For Martin Storey, the decision by the Oulart-the-Ballagh panel to sign up for Movember and grow facial hair wasn’t much of a stretch. He fell in line with that plan very easily, thank you very much.

Storey: We’ll be trimmed by Rangers if not careful

“There’s been a slagging match but it’s being done for charity. Everyone’s coming up with a different one,” he explained.

“Some lads have the handle bars and some lads have the little ‘taches and then some lads have I don’t know what you may call it. It’s only a bit of craic. They’re all jeering me because I’ve always had a moustache. I’ve just let it grow a little bit longer.”

With Sunday’s Leinster senior club hurling final falling on December 1, he doesn’t know whether the group will shave the day before or, if superstitious, wait until after the game.

Having lost the last three finals, there may be grounds for considering piseógs but Storey, having only taken up the reins this season, isn’t for looking back.

“I’m looking forward to a Leinster final, I’m not going to look back. I hurled 16 seasons with Wexford and I got one All-Ireland medal. I wouldn’t replace that with five because it’s the one I won with my county. When the lads cross the line on Sunday they won’t be looking back.”

Storey lost back-to-back Leinster club finals in 1994 and ‘95 so he can appreciate where his players’ heads might be this week.

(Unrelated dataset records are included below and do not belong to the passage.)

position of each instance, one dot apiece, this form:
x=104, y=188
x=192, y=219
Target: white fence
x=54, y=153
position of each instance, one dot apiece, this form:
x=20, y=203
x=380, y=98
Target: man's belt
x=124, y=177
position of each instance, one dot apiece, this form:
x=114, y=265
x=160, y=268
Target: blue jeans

“The players probably have a little flashback to the last three but it will be a very good leveller for them knowing they’ve been in the last three finals and haven’t come out on the right side of it. I think that’s incentive enough in itself. I think you have to put things right but you have to deliver the performance to put it right. There’s no such thing as deserving in sport — you have to win it..”

The bookies believe it’s Oulart-the-Ballagh’s greatest chance of getting the provincial monkey off their backs.

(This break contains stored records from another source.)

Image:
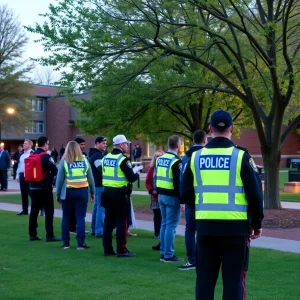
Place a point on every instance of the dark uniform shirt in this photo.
(95, 154)
(49, 166)
(176, 179)
(253, 192)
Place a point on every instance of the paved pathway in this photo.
(263, 242)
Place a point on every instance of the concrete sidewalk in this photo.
(263, 242)
(14, 189)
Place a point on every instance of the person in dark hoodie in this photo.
(95, 156)
(41, 194)
(199, 140)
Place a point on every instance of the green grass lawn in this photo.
(138, 200)
(40, 270)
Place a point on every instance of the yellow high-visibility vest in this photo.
(76, 174)
(112, 174)
(219, 190)
(164, 174)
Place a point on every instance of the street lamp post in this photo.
(10, 111)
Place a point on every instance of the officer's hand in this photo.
(255, 233)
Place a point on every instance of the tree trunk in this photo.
(271, 161)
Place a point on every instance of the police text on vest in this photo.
(216, 162)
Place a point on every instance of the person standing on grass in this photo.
(16, 158)
(24, 186)
(41, 194)
(222, 183)
(199, 140)
(151, 187)
(73, 182)
(167, 184)
(4, 167)
(95, 157)
(117, 176)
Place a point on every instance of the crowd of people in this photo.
(216, 184)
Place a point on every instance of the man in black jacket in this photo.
(41, 194)
(95, 156)
(222, 182)
(199, 140)
(4, 167)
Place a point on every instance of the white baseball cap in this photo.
(119, 139)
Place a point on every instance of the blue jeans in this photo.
(78, 199)
(190, 231)
(98, 213)
(170, 213)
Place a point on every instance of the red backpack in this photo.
(33, 171)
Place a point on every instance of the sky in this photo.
(27, 12)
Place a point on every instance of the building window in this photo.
(36, 105)
(35, 127)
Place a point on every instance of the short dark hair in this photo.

Storey, though, is wary, having expected Mount Leinster Rangers to come through their semi-final against the much-fancied Ballyboden St Enda’s.

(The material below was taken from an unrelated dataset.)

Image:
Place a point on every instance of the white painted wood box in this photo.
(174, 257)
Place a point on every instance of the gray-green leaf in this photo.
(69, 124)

“Anybody who is underestimating Mount Leinster Rangers is thinking back to maybe 30 years ago and saying ‘oh, they’re the Carlow champions’. That day is long, long gone. They were All-Ireland intermediate champions, Clara won that last year and they’re now Kilkenny senior champions. We know how good they are, how capable they are. We’re treating this as one of the biggest challenges we’ve ever had because this is the biggest challenge we have. Because if we don’t win it, it’s game over.”